Abstract
Keywords
Introduction
Two different, very high-profile studies reported in two of the world’s most prestigious medical journals were recently retracted. Both articles related to coronavirus disease (COVID-19) caused by severe acute respiratory syndrome coronavirus 2 (SARS-CoV-2) which is driving an unprecedented urgency in the dissemination of research findings to inform medical doctors, medical scientists and others across the globe.
The articles in context
One article, retracted by the Editors of the New England Journal of Medicine at the authors’ request, described a study of the ‘potential harmful effect of angiotensin-converting-enzyme (ACE) inhibitors and angiotensin-receptor blockers (ARBs)’ in hospitalised COVID-19 patients (Mehra et al., 2020c: 1). The authors’ rationale for the retraction lay in their inability to validate the primary data sources underpinning the study because ‘not all the authors could gain access to the raw data and the raw data could not be made available to a third-party auditor’ (Mehra et al., 2020b: 1).

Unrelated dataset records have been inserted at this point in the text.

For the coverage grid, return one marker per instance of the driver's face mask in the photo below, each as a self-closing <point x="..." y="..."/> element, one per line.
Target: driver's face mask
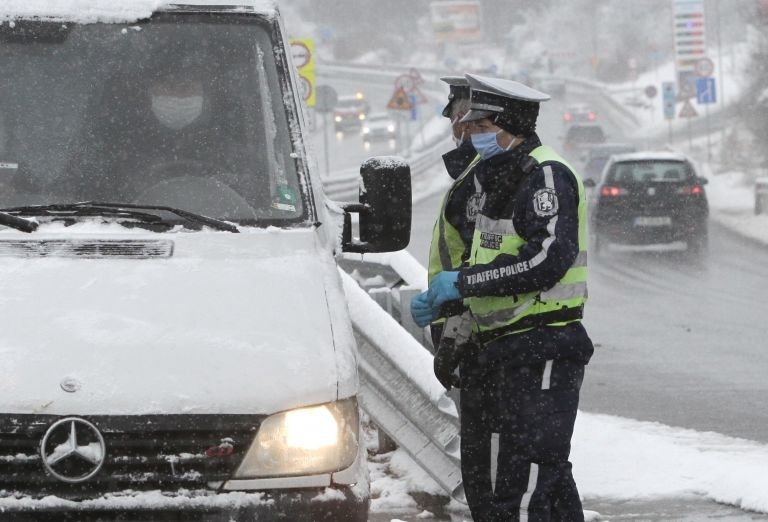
<point x="176" y="112"/>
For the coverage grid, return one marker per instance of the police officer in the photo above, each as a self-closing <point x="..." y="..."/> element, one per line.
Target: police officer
<point x="526" y="288"/>
<point x="453" y="229"/>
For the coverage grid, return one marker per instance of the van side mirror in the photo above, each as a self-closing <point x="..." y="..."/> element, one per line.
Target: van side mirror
<point x="384" y="209"/>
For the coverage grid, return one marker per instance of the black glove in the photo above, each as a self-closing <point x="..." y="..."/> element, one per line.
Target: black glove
<point x="446" y="361"/>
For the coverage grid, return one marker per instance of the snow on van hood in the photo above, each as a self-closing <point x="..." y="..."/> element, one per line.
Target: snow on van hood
<point x="111" y="11"/>
<point x="230" y="323"/>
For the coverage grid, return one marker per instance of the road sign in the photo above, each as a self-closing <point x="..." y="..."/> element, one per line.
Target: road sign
<point x="688" y="111"/>
<point x="303" y="55"/>
<point x="400" y="101"/>
<point x="705" y="91"/>
<point x="689" y="38"/>
<point x="704" y="67"/>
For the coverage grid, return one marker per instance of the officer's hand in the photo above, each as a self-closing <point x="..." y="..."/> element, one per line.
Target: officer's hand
<point x="421" y="312"/>
<point x="445" y="363"/>
<point x="443" y="288"/>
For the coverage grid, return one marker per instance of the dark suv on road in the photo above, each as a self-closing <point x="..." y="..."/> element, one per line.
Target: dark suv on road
<point x="650" y="198"/>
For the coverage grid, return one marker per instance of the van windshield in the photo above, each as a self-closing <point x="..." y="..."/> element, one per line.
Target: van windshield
<point x="183" y="110"/>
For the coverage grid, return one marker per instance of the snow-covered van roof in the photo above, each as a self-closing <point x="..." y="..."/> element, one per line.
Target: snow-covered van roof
<point x="116" y="11"/>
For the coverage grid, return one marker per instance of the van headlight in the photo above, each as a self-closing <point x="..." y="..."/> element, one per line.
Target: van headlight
<point x="305" y="441"/>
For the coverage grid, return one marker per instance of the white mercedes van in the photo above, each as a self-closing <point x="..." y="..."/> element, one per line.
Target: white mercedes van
<point x="174" y="339"/>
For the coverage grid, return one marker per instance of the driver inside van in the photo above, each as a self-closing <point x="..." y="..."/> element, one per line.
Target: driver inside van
<point x="172" y="122"/>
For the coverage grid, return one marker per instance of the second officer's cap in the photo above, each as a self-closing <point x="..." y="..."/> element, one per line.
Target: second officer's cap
<point x="458" y="89"/>
<point x="509" y="104"/>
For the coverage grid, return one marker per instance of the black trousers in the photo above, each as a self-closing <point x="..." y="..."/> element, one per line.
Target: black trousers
<point x="530" y="412"/>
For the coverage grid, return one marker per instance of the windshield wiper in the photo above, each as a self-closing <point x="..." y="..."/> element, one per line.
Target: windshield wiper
<point x="128" y="210"/>
<point x="18" y="223"/>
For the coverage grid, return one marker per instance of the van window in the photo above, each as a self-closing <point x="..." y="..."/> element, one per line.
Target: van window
<point x="187" y="115"/>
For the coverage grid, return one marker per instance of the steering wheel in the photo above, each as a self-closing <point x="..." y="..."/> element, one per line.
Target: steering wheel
<point x="183" y="167"/>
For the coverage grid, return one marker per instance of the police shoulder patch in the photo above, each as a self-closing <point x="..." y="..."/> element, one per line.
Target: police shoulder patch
<point x="545" y="202"/>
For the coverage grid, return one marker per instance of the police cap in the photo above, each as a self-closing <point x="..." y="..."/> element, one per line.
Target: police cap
<point x="509" y="104"/>
<point x="458" y="89"/>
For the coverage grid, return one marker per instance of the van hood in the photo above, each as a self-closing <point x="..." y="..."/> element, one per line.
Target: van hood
<point x="204" y="322"/>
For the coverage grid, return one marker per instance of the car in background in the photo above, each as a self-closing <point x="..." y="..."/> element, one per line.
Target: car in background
<point x="350" y="112"/>
<point x="379" y="126"/>
<point x="596" y="156"/>
<point x="579" y="136"/>
<point x="650" y="198"/>
<point x="552" y="85"/>
<point x="579" y="113"/>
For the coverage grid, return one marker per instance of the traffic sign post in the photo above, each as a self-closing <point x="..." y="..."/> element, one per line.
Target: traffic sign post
<point x="669" y="98"/>
<point x="706" y="95"/>
<point x="303" y="56"/>
<point x="325" y="103"/>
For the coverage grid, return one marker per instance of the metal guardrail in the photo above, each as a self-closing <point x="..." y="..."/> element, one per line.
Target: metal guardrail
<point x="399" y="391"/>
<point x="343" y="185"/>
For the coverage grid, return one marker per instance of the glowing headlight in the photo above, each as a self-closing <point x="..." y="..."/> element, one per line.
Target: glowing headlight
<point x="306" y="441"/>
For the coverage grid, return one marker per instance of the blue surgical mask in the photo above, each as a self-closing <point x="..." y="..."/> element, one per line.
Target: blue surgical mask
<point x="486" y="145"/>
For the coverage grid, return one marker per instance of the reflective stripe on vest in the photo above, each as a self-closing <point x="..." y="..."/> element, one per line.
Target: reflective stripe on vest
<point x="568" y="295"/>
<point x="447" y="247"/>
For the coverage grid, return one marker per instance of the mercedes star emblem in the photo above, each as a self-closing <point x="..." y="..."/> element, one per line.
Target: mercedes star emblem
<point x="73" y="450"/>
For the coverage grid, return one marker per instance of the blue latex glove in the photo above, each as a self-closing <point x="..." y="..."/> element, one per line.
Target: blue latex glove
<point x="421" y="312"/>
<point x="443" y="288"/>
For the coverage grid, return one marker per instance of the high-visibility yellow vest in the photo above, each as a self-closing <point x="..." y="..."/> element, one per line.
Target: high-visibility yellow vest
<point x="447" y="247"/>
<point x="561" y="304"/>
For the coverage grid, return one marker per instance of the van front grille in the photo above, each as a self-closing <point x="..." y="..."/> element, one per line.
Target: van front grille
<point x="152" y="452"/>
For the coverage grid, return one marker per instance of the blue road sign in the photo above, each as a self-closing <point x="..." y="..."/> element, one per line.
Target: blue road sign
<point x="705" y="90"/>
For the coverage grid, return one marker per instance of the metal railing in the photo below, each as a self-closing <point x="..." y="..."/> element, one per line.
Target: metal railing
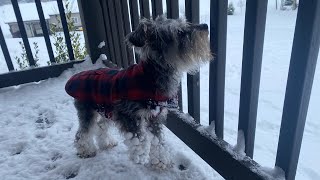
<point x="111" y="20"/>
<point x="35" y="74"/>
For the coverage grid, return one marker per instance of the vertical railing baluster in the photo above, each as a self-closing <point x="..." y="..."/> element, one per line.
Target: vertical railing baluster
<point x="94" y="28"/>
<point x="255" y="21"/>
<point x="23" y="32"/>
<point x="110" y="38"/>
<point x="115" y="33"/>
<point x="134" y="14"/>
<point x="65" y="29"/>
<point x="218" y="43"/>
<point x="157" y="9"/>
<point x="173" y="13"/>
<point x="193" y="81"/>
<point x="5" y="51"/>
<point x="127" y="29"/>
<point x="303" y="63"/>
<point x="45" y="30"/>
<point x="173" y="9"/>
<point x="144" y="8"/>
<point x="121" y="33"/>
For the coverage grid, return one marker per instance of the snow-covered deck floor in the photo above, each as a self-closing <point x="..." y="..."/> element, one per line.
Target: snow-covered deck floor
<point x="38" y="123"/>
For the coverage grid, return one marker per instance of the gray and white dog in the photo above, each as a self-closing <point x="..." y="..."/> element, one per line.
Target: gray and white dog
<point x="167" y="48"/>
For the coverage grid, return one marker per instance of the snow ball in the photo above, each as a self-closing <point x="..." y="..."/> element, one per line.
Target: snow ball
<point x="135" y="141"/>
<point x="155" y="141"/>
<point x="127" y="142"/>
<point x="154" y="161"/>
<point x="128" y="135"/>
<point x="102" y="44"/>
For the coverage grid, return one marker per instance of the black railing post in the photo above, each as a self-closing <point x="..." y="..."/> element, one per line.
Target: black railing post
<point x="193" y="81"/>
<point x="127" y="29"/>
<point x="173" y="9"/>
<point x="134" y="14"/>
<point x="5" y="51"/>
<point x="255" y="21"/>
<point x="157" y="9"/>
<point x="45" y="30"/>
<point x="173" y="13"/>
<point x="120" y="27"/>
<point x="303" y="63"/>
<point x="115" y="33"/>
<point x="94" y="29"/>
<point x="23" y="32"/>
<point x="108" y="32"/>
<point x="65" y="29"/>
<point x="218" y="43"/>
<point x="144" y="8"/>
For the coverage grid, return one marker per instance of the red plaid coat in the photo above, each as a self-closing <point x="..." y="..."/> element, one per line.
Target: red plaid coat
<point x="106" y="86"/>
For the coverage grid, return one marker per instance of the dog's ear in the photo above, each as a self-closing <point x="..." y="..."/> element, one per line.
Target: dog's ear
<point x="138" y="37"/>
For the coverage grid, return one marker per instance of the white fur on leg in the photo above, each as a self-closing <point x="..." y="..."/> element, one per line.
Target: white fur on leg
<point x="160" y="156"/>
<point x="103" y="136"/>
<point x="84" y="144"/>
<point x="139" y="146"/>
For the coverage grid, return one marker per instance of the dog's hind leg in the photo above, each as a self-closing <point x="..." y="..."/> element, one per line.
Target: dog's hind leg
<point x="103" y="136"/>
<point x="160" y="155"/>
<point x="84" y="137"/>
<point x="138" y="139"/>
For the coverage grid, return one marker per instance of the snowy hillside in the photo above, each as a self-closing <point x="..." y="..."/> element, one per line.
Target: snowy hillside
<point x="21" y="138"/>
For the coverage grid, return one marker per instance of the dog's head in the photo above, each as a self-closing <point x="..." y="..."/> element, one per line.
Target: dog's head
<point x="174" y="42"/>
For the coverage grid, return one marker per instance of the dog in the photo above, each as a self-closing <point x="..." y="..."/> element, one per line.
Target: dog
<point x="137" y="98"/>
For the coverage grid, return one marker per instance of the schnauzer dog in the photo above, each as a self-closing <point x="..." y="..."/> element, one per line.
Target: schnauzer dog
<point x="137" y="98"/>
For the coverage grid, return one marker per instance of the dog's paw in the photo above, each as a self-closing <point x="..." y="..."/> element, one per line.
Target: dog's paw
<point x="86" y="154"/>
<point x="107" y="144"/>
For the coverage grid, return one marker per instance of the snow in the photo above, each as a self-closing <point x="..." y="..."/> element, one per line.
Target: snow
<point x="23" y="142"/>
<point x="37" y="133"/>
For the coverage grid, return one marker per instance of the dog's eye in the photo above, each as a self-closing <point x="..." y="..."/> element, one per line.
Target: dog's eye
<point x="181" y="33"/>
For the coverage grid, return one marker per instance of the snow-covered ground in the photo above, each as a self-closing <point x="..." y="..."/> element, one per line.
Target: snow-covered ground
<point x="55" y="156"/>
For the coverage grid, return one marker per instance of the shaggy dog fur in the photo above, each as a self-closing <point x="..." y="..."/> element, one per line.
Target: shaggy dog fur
<point x="170" y="47"/>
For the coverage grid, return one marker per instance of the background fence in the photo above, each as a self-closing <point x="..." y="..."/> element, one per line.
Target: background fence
<point x="111" y="20"/>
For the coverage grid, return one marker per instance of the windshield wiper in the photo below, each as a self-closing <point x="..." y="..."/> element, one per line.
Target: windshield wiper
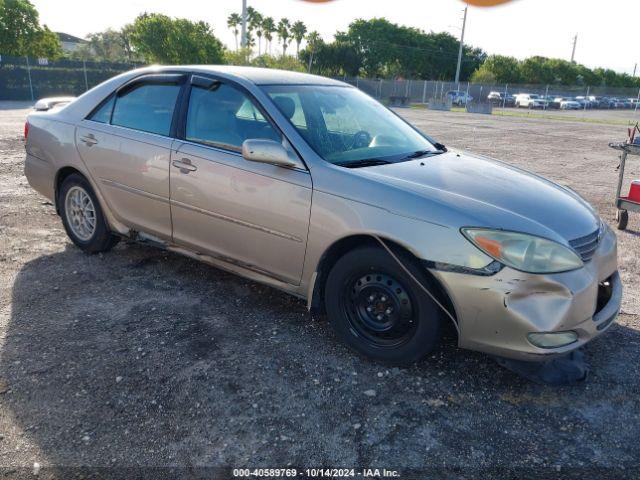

The other article, in The Lancet, reported on a study involving 96,032 subjects from a registry-database comprising data from 671 hospitals across six continents, for the period 20 December 2019 to 14 April 2020. The authors indicated that their study provided ‘the most robust real-world evidence to date on the usefulness’ of ‘hydroxychloroquine or chloroquine with or without a macrolide for treatment of COVID-19’ (Mehra et al., 2020e: 2).
Three authors were common to both studies and one of these (Desai) is reported to be founder and chief executive of Surgisphere Corporation (Surgical Outcomes Collaborative), an American healthcare data analytics company that provided the data for both studies (Davey, 2020a; Davey et al., 2020; Fouquet and Langreth, 2020; Mehra et al., 2020e: 2).
On 28 May 2020, an international group of 183 eminent clinicians, medical scientists and ethicists wrote an open letter to the authors and the Editor of The Lancet outlining their concerns about methodological and data integrity aspects of the hydroxychloroquine study, including apparent lack of ethics review (Watson et al., 2020). They pointed out, for example, that the Australian data on in-hospital COVID-19 deaths during the period under study were inconsistent with official government statistics; Mehra et al. (2020d) submitted a correction to the Australian mortality statistic on 29 May. The international experts called for transparency of the aggregated patient data and their sources, independent validation of the analyses and confirmation that any mined data had been ethically and legally obtained and patient privacy maintained.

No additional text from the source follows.